Мигель стоял возле стены, и голос его, мягкий и тоскующий, заполнял собою полупустой сад. В густой листве сверкнули кошачьи глаза. Раскинув руки и слегка поводя головой, Мигель пел:
Мне солнце не светит,
не для меня звенит ручей,
как жить мне на свете
без милой моей.
Он поднял глаза и улыбнулся. Раздались дружные аплодисменты.
— С каким чувством!
— А теперь выпей глоток. Смочи голосовые связки.
Послышался смех Марияйо. Фернандо сказал ей, что у нее голос, как у иностранки, «ну, там, итальянки или вроде того».
— Да откуда ты знаешь, какие голоса у итальянок?
— Представляю себе. Вот слушаю тебя и представляю.
Оба засмеялись.
— Какая дружная компания! Поглядите только.
Взгляд Рикардо был устремлен на лампу в центре сада: мотыльки, бабочки, темные жуки роем кружились вокруг нее. Девушки из Легаспи спорили, которая из них больше загорела.
— А какая вам разница?
Сакариас опирался спиной о живую изгородь, раскачиваясь на стуле. Голова его утопала в листве.
— Да дело не в загаре, а в упрямстве, — ведь ты никак не хочешь признать то, что всякому бросается в глаза.
— Ну ладно, Федерико, посмотри вот и сравни мою руку и ее.
— Меня вы в это дело не впутывайте.
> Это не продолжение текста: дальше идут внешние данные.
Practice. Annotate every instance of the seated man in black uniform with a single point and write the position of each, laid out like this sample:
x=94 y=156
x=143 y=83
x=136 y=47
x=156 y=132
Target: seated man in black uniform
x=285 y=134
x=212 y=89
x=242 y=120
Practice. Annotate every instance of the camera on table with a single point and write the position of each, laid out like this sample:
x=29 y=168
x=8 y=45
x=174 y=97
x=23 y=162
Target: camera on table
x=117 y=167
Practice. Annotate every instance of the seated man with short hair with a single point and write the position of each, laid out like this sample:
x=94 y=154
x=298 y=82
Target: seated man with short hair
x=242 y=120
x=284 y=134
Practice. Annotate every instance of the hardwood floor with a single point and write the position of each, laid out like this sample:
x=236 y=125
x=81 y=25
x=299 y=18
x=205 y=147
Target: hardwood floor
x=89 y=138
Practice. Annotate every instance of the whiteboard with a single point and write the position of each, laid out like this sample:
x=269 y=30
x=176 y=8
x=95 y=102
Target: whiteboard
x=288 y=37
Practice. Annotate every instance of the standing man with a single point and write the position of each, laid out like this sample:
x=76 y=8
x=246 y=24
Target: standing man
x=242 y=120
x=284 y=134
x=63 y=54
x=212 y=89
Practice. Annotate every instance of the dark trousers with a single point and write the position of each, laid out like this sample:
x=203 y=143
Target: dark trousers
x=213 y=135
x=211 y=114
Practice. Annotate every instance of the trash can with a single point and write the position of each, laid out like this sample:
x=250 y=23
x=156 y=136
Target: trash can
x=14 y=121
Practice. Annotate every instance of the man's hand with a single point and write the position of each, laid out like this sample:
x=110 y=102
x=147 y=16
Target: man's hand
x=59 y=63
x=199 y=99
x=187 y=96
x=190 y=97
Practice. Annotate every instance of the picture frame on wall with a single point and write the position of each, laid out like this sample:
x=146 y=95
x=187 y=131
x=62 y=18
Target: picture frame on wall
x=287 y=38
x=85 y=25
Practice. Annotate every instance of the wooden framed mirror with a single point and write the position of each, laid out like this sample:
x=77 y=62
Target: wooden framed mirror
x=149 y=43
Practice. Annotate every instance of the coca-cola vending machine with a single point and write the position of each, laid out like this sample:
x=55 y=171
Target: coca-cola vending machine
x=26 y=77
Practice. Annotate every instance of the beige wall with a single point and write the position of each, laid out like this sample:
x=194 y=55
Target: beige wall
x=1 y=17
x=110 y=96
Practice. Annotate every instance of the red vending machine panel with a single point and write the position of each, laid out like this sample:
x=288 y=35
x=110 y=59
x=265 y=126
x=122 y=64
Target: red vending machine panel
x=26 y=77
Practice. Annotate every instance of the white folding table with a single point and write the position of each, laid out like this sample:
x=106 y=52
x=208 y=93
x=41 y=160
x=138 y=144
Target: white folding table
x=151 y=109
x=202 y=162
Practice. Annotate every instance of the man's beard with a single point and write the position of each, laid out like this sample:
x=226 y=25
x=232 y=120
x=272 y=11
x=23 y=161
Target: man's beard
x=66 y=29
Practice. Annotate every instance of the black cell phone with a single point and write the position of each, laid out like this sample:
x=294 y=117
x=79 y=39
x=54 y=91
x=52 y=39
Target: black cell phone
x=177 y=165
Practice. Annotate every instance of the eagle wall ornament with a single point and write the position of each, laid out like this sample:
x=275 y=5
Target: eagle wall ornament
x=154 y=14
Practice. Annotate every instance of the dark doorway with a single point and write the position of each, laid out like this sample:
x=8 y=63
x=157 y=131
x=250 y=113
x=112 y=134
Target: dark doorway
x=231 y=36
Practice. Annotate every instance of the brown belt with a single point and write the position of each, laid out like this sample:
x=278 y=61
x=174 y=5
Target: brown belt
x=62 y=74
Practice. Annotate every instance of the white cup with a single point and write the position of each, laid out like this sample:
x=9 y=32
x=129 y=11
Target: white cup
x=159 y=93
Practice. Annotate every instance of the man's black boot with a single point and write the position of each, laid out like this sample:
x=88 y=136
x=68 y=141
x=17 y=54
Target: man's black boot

Обе загорели хорошо — и обе прекрасны.
— Ясно, он не хочет сказать, чтобы не обидеть тебя.
— Может, кончите, а?
— Тут все дело в упрямстве, остальное неважно. Просто зло берет, что есть на свете твердолобые люди.
— Не говорите вслух такое! — закричал Сакариас. — Не хочу ничего подобного слышать! Это все равно что при больном раком говорить о его болезни!
Кто-то спросил, который час. Сакариас схватил Мигеля за запястье, прикрыв циферблат.
— Безумный, как ты можешь в такой момент играть подобной игрушкой! Это же никелированная смерть!
— Ладно, Сакариас, мы ценим твое остроумие. А теперь отпусти-ка.
— Сурово.
— Что поделаешь.
Сакариас, улыбаясь, повернулся к Мели:
— Ужасная личность. Порабощает! Скажи, ну можно так жить на свете? Немыслимо! Это вредно и для здоровья, и для всего прочего. Ну как можно!
Она сказала:
— Послушай, вы возвращаетесь в Мадрид поездом?
— Мы? Конечно, поездом, как же еще?
— Не знаю, глупый вопрос, не обращай внимания. И когда будете в Мадриде?
— Ну смотри: если отсюда поезд отходит в двадцать два тридцать, да еще добавь двадцать минут на опоздание, значит, без десяти одиннадцать… Ты что смеешься?
— Ничего, ты такой симпатичный, так интересно говоришь… — Она замолчала и с улыбкой смотрела на него. — «В двадцать дна тридцать». Ох, силен…
— Ну вот, ты уж и издеваешься. Слова сказать нельзя, вы сразу набрасываетесь, как шакалы. — Он горестно покачал головой. — Посмотрите, как ей весело. Пустячок, а человек уже счастлив!